Companies that use planning and network optimization along with action-biased control towers will be much better fitted to sail through disruptions if they have capable and agile teams that can make swift decisions. Digital tools automate and shorten the time to make decisions when survival depends on speed, sending data, and decisions across supply chain stakeholders. Visibility of product flow and the corresponding inventory policies would help your sales teams and operations make insightful decisions to minimize the service levels.
Vendor collaboration and strategic advantages from these partnerships can both bring savings and a competitive edge into the future for product design and speed to market. Imagine a multinational electronics company’s millions of dollars’ worth of products being stuck at one location due to quality inspectors not being able to travel into the country to do the final checks before the large bulk shipment. Entrusting your partner with internal inspections, measuring, and collecting process metrics can be a sure way to reduce the lead time and interdependencies across stakeholders. You will need to deploy teams to do this or create strategic partnerships within the origin country – an agent who can move things for you under your guidance and governance.
According to McKinsey, companies that regularly innovate and collaborate with their suppliers enjoy 2x on EBIT growth year on year versus the ones that don’t. Collaboration happens through creating integrated processes that enable supply-chain optimization, such as “redesigning processes together to reduce waste and redundant effort, or jointly purchasing raw materials… Or they can collaborate in forecasting, planning, and capacity management—thereby improving service levels, mitigating risks, and strengthening the combined supply chain.”6
The good news for companies is vendors are ok with it!

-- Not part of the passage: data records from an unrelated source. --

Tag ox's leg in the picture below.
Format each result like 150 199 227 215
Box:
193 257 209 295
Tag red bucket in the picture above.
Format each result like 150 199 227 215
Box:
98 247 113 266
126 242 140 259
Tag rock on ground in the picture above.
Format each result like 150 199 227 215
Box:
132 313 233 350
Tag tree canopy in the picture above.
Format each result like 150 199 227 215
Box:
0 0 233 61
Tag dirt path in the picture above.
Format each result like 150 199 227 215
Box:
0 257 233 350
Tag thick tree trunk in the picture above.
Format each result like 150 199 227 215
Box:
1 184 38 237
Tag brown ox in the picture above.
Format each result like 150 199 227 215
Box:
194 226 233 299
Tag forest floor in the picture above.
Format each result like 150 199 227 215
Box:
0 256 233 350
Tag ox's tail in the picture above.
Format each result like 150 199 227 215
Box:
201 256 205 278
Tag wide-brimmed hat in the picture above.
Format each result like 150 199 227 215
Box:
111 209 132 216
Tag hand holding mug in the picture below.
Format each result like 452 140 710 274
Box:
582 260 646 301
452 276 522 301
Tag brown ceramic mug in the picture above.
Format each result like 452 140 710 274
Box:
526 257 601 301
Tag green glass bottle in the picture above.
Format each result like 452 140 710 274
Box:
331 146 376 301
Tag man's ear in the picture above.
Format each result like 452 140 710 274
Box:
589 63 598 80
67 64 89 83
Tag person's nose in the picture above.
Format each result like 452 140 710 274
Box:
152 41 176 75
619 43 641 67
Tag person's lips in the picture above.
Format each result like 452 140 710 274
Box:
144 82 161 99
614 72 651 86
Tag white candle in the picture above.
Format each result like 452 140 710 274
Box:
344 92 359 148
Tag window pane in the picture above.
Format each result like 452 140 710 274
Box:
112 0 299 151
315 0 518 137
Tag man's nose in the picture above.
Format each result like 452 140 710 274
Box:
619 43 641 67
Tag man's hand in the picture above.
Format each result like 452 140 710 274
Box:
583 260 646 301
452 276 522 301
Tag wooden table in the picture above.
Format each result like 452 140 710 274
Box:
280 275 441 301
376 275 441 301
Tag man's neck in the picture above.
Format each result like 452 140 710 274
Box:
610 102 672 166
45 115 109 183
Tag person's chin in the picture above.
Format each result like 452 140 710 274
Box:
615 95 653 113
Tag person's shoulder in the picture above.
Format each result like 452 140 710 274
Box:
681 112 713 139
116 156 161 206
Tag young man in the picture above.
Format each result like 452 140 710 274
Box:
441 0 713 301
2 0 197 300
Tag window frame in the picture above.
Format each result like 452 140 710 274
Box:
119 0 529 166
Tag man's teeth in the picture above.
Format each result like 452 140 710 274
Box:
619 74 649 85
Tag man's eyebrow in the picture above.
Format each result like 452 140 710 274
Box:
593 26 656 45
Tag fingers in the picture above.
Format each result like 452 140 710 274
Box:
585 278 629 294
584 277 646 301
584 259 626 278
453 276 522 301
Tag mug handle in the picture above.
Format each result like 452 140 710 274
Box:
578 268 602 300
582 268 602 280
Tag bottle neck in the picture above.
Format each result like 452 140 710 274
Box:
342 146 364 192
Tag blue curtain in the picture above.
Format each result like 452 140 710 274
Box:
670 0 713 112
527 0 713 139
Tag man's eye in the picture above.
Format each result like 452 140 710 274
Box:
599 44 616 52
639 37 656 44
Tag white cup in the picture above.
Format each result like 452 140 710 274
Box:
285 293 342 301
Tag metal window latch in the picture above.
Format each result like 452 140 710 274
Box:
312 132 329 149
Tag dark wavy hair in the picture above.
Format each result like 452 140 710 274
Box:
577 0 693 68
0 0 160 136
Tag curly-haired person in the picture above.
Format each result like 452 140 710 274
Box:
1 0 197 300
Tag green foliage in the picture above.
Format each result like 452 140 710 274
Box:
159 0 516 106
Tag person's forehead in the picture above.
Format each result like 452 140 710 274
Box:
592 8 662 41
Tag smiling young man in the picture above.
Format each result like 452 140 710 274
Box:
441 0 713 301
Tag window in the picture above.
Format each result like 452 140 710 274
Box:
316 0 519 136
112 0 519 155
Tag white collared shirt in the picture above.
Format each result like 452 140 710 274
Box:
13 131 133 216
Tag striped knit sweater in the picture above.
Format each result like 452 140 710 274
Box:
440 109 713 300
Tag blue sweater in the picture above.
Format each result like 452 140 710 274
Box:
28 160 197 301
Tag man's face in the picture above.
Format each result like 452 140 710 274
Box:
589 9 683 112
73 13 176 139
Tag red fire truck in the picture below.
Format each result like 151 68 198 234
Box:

In a recent PwC survey, nearly 90% of respondents said that they believed that the top management at their key vendors was willing and able to collaborate.7
Collaboration with your suppliers and relying on product development expertise can also win you the out-of-stock game. Companies can create shortlisted items that are easier to procure and ship that be substituted through demand shaping; the operational supply chain management strategy where a company uses tactics such as price incentives, cost modifications and product substitutions to entice customers to purchase specific items.8
So next time you talk about your company’s supply chain strategy consider doing more constructive changes than just considering shifting to a new country or a supplier. You will need to have tough conversations that go against the conventional supply chain wisdom because we live in unprecedented times.
Cem Yurdum is a global supply chain executive who has spent most of his career transforming the supply chain and manufacturing across the world. He has worked for some of the largest companies, e.g. Lowe’s, Kraft Foods, and Li & Fung. He currently works for Coca-Cola Icecek in Turkey, transforming logistics and supply chain operations for the Coca-Cola network across 11 countries. He is also the founder of Aqua Nomad, the sustainable water sports apparel brand made from upcycled sea plastic.
Leading transformational programs for international organisations and teams, Yurdum
delivers productivity and process improvement initiatives with a focus on increasing value around people, processes, and systems capabilities. His experience brings industry insights into the end-to-end supply chains for apparel and FMCG markets.